Openness to Change

Dear Parents,

This is the third of three Thursday Mail letters regarding this year’s theme. It is the culmination and the essence of what I hope you remember about Saint Madeleine Sophie’s educational vision: that it was indeed Forward Thinking Then and remains Forward Thinking Now!

We often articulate our more than 200-year-old educational tradition as a value. We proclaim it, we preserve it and we perpetuate it! Our history is part of our heritage and that history includes a successful philosophy of understanding children, understanding God, understanding human nature and successfully applying those understandings to our formative efforts for the sake of developing the hearts and minds of children.

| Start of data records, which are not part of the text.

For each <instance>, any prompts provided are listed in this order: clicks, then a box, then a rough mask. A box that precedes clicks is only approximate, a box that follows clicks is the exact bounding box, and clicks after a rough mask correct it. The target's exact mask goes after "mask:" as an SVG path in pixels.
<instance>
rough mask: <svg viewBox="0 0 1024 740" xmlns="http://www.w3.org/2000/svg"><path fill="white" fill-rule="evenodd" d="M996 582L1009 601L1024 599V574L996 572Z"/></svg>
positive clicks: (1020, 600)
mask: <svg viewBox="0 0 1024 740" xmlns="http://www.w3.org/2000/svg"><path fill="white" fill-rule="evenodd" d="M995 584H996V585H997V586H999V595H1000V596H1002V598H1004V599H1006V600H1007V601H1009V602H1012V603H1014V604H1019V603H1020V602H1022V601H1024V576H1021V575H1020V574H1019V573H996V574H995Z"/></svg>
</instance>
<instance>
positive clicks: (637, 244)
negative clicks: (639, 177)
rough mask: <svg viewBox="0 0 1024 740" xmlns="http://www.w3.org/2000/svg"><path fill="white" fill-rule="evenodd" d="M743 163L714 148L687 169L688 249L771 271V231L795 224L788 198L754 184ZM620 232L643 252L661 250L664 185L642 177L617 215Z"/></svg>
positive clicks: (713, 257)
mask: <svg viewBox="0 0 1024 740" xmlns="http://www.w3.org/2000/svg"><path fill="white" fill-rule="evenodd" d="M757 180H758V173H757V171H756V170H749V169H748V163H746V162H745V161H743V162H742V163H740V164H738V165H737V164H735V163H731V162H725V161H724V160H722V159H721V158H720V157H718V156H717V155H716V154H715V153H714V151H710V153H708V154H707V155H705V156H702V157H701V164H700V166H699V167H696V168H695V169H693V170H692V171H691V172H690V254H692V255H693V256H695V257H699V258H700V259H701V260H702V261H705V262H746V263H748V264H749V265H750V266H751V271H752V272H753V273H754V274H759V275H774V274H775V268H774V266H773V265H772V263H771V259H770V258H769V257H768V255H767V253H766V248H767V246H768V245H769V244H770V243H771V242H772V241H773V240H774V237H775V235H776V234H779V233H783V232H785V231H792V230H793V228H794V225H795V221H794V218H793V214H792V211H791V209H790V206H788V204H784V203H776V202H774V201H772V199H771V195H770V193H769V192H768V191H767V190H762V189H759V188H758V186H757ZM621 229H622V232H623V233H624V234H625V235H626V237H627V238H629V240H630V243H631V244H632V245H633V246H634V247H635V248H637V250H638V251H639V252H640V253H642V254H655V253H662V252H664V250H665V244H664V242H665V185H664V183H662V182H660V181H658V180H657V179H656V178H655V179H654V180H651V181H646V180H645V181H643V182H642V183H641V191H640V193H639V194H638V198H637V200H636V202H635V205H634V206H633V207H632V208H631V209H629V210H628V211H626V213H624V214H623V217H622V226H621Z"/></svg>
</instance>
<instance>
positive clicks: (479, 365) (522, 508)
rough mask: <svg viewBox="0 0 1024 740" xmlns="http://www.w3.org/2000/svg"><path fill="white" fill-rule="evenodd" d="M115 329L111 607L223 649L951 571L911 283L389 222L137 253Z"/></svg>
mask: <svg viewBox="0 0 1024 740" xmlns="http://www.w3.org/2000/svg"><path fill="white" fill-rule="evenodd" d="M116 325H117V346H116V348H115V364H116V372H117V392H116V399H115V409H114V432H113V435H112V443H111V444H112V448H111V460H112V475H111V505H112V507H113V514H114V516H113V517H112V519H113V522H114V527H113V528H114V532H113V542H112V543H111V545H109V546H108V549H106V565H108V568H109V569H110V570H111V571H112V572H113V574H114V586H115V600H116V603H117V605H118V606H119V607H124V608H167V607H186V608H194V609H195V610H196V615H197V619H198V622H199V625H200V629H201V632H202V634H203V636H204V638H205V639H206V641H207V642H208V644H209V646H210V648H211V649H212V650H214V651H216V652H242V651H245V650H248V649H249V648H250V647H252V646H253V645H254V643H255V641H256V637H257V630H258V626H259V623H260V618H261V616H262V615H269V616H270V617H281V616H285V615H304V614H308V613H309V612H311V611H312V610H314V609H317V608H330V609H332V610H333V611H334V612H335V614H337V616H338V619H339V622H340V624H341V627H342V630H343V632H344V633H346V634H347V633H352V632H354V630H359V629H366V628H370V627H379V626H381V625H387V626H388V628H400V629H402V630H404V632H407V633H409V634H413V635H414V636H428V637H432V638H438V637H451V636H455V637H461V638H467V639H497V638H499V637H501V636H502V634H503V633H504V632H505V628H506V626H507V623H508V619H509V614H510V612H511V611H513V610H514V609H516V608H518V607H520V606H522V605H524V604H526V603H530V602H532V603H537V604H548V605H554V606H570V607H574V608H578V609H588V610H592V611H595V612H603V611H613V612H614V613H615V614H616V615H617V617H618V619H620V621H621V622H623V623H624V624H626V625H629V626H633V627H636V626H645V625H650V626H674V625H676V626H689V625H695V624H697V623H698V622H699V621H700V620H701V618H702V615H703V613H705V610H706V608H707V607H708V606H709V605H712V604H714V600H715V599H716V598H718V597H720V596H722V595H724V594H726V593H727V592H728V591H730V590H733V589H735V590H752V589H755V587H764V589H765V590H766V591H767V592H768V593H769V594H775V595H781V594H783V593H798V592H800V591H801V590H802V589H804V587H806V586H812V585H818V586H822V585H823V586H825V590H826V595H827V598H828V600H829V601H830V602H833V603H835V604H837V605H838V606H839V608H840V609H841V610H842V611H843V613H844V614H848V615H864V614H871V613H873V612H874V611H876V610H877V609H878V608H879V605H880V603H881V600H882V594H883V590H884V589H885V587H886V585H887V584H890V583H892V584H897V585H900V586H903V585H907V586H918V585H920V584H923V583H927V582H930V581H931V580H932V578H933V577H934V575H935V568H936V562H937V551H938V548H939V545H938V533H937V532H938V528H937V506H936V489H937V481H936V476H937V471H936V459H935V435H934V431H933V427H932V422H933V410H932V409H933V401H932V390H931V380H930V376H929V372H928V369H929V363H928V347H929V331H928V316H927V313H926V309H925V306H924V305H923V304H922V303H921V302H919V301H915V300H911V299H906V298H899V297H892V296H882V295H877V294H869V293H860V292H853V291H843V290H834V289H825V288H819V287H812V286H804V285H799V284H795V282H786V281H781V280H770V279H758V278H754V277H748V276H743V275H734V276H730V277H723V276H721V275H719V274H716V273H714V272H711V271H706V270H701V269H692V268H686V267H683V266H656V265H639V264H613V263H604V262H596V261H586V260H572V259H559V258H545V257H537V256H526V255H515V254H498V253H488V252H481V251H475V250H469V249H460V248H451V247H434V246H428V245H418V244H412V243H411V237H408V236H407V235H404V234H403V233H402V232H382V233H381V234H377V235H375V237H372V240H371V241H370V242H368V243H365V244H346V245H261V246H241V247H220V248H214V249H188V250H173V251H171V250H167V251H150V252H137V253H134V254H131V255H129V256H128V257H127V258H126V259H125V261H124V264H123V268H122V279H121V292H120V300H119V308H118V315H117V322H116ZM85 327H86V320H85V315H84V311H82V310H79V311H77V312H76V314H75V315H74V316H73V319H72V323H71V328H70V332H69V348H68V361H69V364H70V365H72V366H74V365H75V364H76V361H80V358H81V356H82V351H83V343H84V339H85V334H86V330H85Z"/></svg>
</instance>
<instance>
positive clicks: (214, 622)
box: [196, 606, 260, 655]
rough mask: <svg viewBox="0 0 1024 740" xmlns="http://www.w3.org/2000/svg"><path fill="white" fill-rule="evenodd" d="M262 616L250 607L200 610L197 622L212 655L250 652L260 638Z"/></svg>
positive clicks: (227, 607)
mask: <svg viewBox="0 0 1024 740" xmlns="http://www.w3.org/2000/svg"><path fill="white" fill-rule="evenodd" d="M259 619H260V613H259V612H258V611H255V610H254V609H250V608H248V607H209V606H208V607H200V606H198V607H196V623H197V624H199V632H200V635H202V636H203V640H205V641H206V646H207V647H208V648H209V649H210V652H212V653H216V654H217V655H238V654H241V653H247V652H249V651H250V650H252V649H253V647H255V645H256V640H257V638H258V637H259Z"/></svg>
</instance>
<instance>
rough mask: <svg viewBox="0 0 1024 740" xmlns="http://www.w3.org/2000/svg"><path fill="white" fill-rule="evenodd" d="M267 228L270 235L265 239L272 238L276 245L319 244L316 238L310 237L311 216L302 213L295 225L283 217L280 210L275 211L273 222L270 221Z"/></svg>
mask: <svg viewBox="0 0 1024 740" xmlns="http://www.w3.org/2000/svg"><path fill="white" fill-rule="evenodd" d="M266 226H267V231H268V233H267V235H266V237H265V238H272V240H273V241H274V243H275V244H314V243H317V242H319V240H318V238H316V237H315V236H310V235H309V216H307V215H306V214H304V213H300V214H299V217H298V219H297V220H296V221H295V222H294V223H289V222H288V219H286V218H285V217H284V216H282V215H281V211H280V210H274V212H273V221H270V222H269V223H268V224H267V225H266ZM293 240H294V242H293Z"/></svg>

Yet, I always like to point out―moreover, it is imperative that we point out―that an aspect of our more than 200-year-old heritage is our openness to change. In fact, I would say it more strongly:

We have a heritage of being on the forefront of change!

This aspect of who we are was adopted very early in the life of the Society of the Sacred Heart when Madeleine Sophie helped to develop a program of study for educating the nuns to be educators. The goal of this program was described this way by one who went through it:

“…to make sure that our teaching would preserve its progressiveness, its cultured breadth, its lofty scope, while
losing nothing of its orthodoxy or its beautiful uniformity and, concurrently, being perfectly suited to the times.”

Madeleine Sophie was always attentive to the constant need of adaption to new needs, new methods, and fresh approaches. The Plan of Studies of the Society of the Sacred Heart, first formulated in 1806, was rigorously modified at regular intervals to meet changing times and conditions. SMS wrote:

“It shows weakness of mind to hold too much to the
beaten track, through fear of innovations.”

And again:

“Times change, and to keep up with them
we must change and modify our methods.”

Modifying our methods and adapting our educational approaches as needed is an aspect of our heritage that must never be lost. The organizational ability to keep that which is of value because it is of value while moving forward when we need to adopt changes is the process of discernment and wisdom, which, in and of itself, IS part of our spiritual heritage.

So yes, let us celebrate, live, proclaim, preserve and perpetuate our precious heritage―both the timely and the timeless aspect of it. Only by doing so will this form of education STILL have meaning for the NEXT 200 years.